Yes, Gordon looks like a fantasy starter after an 85-yard performance against Casey Hayward and the Chargers. I've seen some Tweets floating around that his performance was "sober" or "good, but not great." From the perspective of the box score, these judgments make sense.
The film is more promising. As expected, his connection with a rookie quarterback would be the bigger issue than rust. Gordon did strong work when Deshone Kizer could get the ball within a reasonable range of the receiver's frame.
A rusty receiver's hands would have been sloppy on a target like the one above. The hands wouldn't have been as uniform to the ball.
It's highly unlikely the receiver would have attacked the ball with full extension. Several veteran receivers that haven't missed time should spend the offseason watching this play and developing the same technique.
Gordon does this in even more impressive fashion on this target up the sideline. Casey Hayward jams Gordon after the receiver slips during the final step of his release footwork. It spoils Gordon's opportunity to use a chop and earn a free release outside the defender.
However, Gordon is strong enough to work past Hayward and Kizer shows the confidence to give his star receiver a chance to win the ball. This is the biggest takeaway fantasy owners should have about Sunday's performance: Kizer showed confidence with Gordon against a top corner in tight coverage, and we should expect more of this in subsequent weeks.
Dez Bryant could take a couple of pointers from Gordon on this play. Gordon's hands are in perfect position, the thumbs are together, and he does a terrific job of extending his arms so his hands are together and meet the ball at the same time. Bryant, and several other good 50/50 receivers, often can't get their hands in this position while making an in-air adjustment.
Gordon won't always, either, but this was a difficult target where Gordon's hands were in synch. The ball didn't bounce off one hand while forcing the other to make a second attempt at the ball. It's these type of ball strikes to uneven hands that often result in drops against tight coverage.

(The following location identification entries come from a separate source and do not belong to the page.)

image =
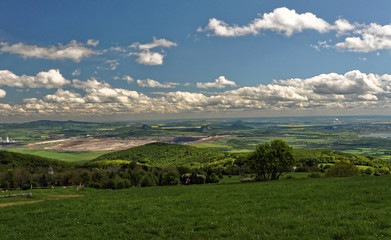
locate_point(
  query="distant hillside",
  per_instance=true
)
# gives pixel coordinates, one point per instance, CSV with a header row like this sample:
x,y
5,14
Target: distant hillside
x,y
164,154
49,123
26,161
330,156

Hayward had a lot of good moments against Gordon, creating tight windows that Kizer couldn't target accurately enough on at least 3-4 routes. One of them was a low throw that Gordon nearly dug out but couldn't hang onto. However, it's notable that Gordon nearly earned 100 yards in his debut against a top player.
As for Gordon, he's automatically the primary receiver in this offense and the Browns moved him around the formation. He lined up outside, in the middle of a trips set, and in the slot. On one of these trips plays with Gordon in the middle, Kizer overshot Gordon on a crossing route breaking up the right flat against a safety.
Gordon's strength was also on display after the catch.
When it comes to readiness, Gordon is a fantasy WR1 immediately. However, we must factor Kizer into the equation. The rookie made some solid throws throughout the game, but he's still learning how to be a good field general in pivotal moments.
The Packers, the Ravens (with Jimmy Smith hurt), and Bears are a kind schedule for those with an interest in Gordon. I'd expect no worse than WR3 production each week with a small chance of elite WR1 upside thanks to Gordon's skill in the air and after the catch.
If none of this tells you that Gordon is a starter, Hayward told Sirius XM NFL this week that Gordon has been his toughest matchup all year. Cleveland reporter Kyle Kelly mentioned this on Twitter, reminding his audience that Hayward also faced Odell Beckham, Jr., Dez Bryant, Brandin Cooks, Demaryius Thomas, Michael Crabtree, Tyreek Hill, and Alshon Jeffery this year.
When I wrote that Gordon's talent is on par with the likes of all-time greats like Lawrence Taylor, Bo Jackson, and Barry Sanders, I wasn't an over-excited Browns fan. I haven't been one of those since Earnest Byner was a few steps away from the Broncos end zone in an AFC Championship over 30 years ago.
May none of your Week 14 games end like Byner's this weekend.